Pix para São Jorge, favor de Iemanjá
Sábado, 29 de janeiro de 2022. Paula e eu saímos do Leme no finalzinho da tarde e fomos andando até Copacabana. O plano era chegarmos à estátua de Carlos Drummond de Andrade, mas depois de certo tempo, algumas paradas, patinetes e várias fotos no movimentadíssimo calçadão, Dinho, meu amigo, ator baiano que mora no Rio, pelo celular, me alertou que o poeta estava ainda muito distante. Praticamente no final de Copa, já chegando em Ipanema. Decidimos visitar Drummond noutra ocasião.
Já era noite. Corremos para a faixa de areia, chegamos ao mar. Saímos do mar. Era véspera do concurso da UERJ, que me levou ao Rio pela terceira vez. Para a minha amiga e parceira de aventuras, era a primeira. Imagine, caro leitor, estimada leitora, duas baianas loucas na zona sul carioca! Uma, apaixonada confessa por toda aquela beleza e por todo o caos. A outra, completamente enfeitiçada pelos encantos da cidade maravilhosa!
Por um instante, me descuidei e uma onda mais forte levou minhas sandálias. Consegui salvar um pé. Paula, embora tenha se esforçado, não pôde pegar o outro. Ela, tentando me consolar, disse:
– A onda traz de volta!
Eu sabia que sim. Mas quando? Meio atordoada, contemplava o mar, que naquele momento se fez agitado. Pensei em como fazer o trajeto de volta. Descalça seria impossível. De repente, uma súplica:
– Oh Iemanjá, devolva minha sandália!
Permanecíamos ali, estáticas! Preocupada em me cortar num caco de vidro qualquer, já calculava atravessar a Avenida Atlântica e procurar um supermercado, quando um casal de meia idade passou por nós. Não sei o porquê, mas aquele homem e aquela mulher atraíram a nossa atenção instantaneamente! Passamos a acompanhá-los com os olhos. A uma distância de aproximadamente 10 metros, a mulher se abaixou e catou alguma coisa na areia. Minha amiga, surpresa, disse:
– Tua sandália. A mulher achou tua sandália! Disparamos em direção ao casal.
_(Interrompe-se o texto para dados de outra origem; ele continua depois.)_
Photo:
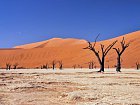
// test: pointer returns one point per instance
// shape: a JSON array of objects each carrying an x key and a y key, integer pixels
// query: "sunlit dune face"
[{"x": 70, "y": 51}]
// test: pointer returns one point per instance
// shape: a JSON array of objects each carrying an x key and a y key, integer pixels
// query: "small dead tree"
[
  {"x": 45, "y": 66},
  {"x": 60, "y": 65},
  {"x": 137, "y": 65},
  {"x": 104, "y": 52},
  {"x": 8, "y": 66},
  {"x": 53, "y": 64},
  {"x": 91, "y": 65},
  {"x": 74, "y": 66},
  {"x": 119, "y": 52},
  {"x": 15, "y": 66}
]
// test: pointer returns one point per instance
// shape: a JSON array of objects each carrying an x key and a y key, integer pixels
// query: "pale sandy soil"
[{"x": 69, "y": 87}]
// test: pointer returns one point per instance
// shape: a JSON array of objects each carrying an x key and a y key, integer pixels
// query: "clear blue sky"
[{"x": 26, "y": 21}]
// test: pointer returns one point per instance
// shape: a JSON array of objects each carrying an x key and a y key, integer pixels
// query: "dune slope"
[{"x": 70, "y": 51}]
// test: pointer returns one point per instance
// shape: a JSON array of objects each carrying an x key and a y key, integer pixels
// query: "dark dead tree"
[
  {"x": 119, "y": 52},
  {"x": 15, "y": 66},
  {"x": 74, "y": 66},
  {"x": 53, "y": 64},
  {"x": 45, "y": 66},
  {"x": 91, "y": 65},
  {"x": 8, "y": 66},
  {"x": 60, "y": 65},
  {"x": 137, "y": 65},
  {"x": 104, "y": 52}
]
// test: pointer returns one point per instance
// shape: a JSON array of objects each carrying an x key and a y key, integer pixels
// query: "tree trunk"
[
  {"x": 118, "y": 68},
  {"x": 102, "y": 65}
]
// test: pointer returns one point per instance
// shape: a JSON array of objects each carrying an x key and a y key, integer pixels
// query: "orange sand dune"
[{"x": 70, "y": 51}]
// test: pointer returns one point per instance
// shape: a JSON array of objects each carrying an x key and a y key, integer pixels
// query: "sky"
[{"x": 27, "y": 21}]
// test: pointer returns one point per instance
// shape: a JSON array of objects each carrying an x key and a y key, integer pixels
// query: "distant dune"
[{"x": 70, "y": 51}]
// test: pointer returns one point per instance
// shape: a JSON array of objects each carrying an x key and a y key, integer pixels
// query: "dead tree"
[
  {"x": 119, "y": 52},
  {"x": 74, "y": 66},
  {"x": 137, "y": 65},
  {"x": 15, "y": 66},
  {"x": 104, "y": 52},
  {"x": 8, "y": 66},
  {"x": 53, "y": 64},
  {"x": 45, "y": 66},
  {"x": 91, "y": 65},
  {"x": 60, "y": 65}
]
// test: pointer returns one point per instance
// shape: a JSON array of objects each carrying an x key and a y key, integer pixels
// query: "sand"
[
  {"x": 69, "y": 87},
  {"x": 71, "y": 52}
]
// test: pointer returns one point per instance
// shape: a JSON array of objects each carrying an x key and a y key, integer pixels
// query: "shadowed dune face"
[{"x": 70, "y": 51}]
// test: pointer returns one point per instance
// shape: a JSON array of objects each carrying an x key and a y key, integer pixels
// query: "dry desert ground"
[{"x": 69, "y": 87}]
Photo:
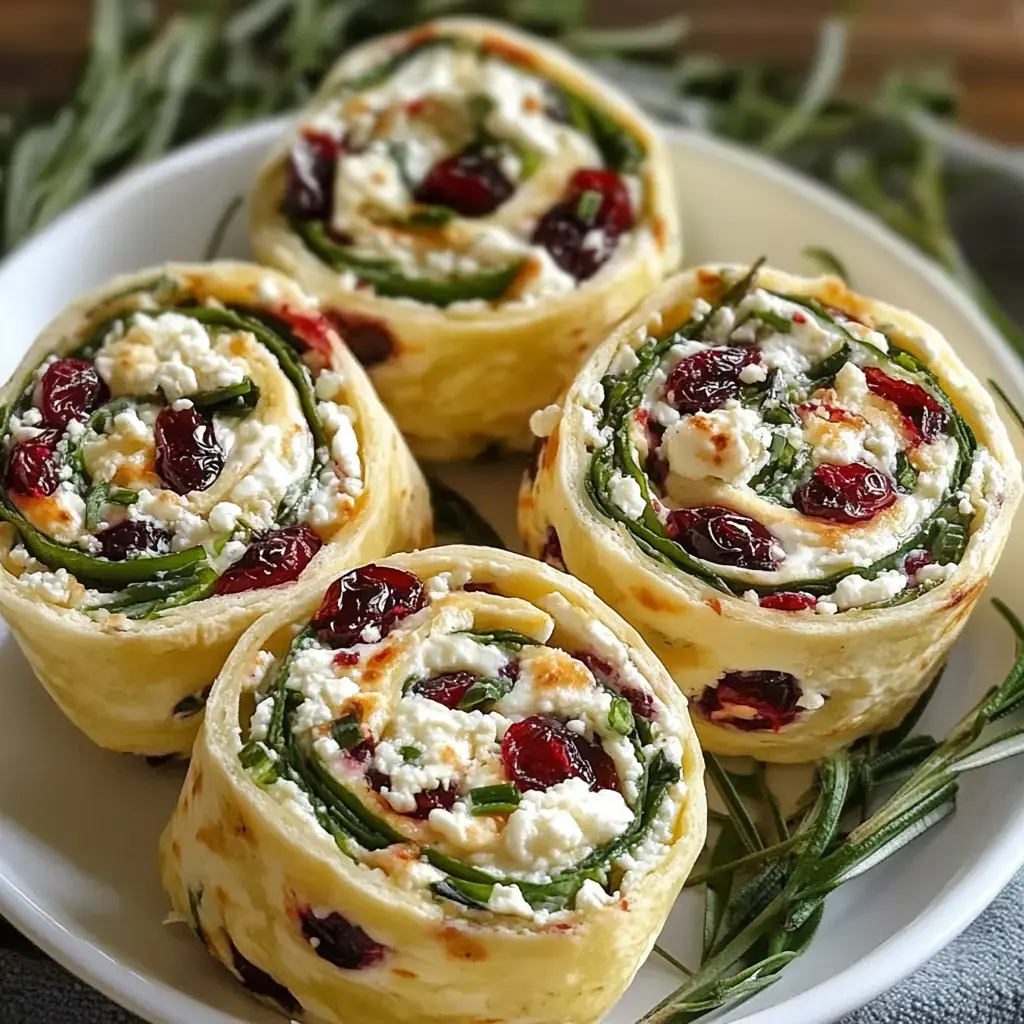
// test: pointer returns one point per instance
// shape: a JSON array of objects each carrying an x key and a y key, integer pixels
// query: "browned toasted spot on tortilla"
[
  {"x": 212, "y": 837},
  {"x": 651, "y": 600},
  {"x": 964, "y": 593},
  {"x": 508, "y": 51},
  {"x": 461, "y": 946}
]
Eu gritava:
– É minha, é minha, sacudindo o outro pé, que estava em minha mão.
Enquanto eu agradecia, Paula explicava o que tinha acontecido e contava sobre o meu pedido. O homem então falou que a esposa era filha de Iemanjá. Os dois continuaram a caminhada. Ficamos no mesmo lugar por uns bons minutos, impactadas, arrepiadas! Choramos! Foi tudo muito rápido e intenso. Não entendíamos o motivo de eu ter sentido tanto a perda de um calçado, a ponto de recorrer a Iemanjá com um querer tão profundo, mas nós compreendemos o que tínhamos acabado de vivenciar!
Lembrei-me que noite anterior, num bar da Lapa, fomos abordadas por uma moça que no dia seguinte (sábado), faria uma cerimônia em homenagem a São Jorge, por isso estava arrecadando donativos. Eu, devota do santo guerreiro e delatada por minha amiga, sem dinheiro em mãos, fiz um pix para a mulher, que estava toda paramentada. Em tom de brincadeira, fazendo alusão a esse episódio, comentei que dei uma oferta para um santo e a graça veio de outra, já que no contexto do sincretismo religioso, Iemanjá, para os católicos, é Nossa Senhora dos Navegantes, ou Nossa Senhora da Conceição. Como sou muito imaginativa, me ocorreu a ideia de que São Jorge (Ogum) de quem sou filha, de acordo com a astrologia, intercedeu por mim junto à rainha do mar.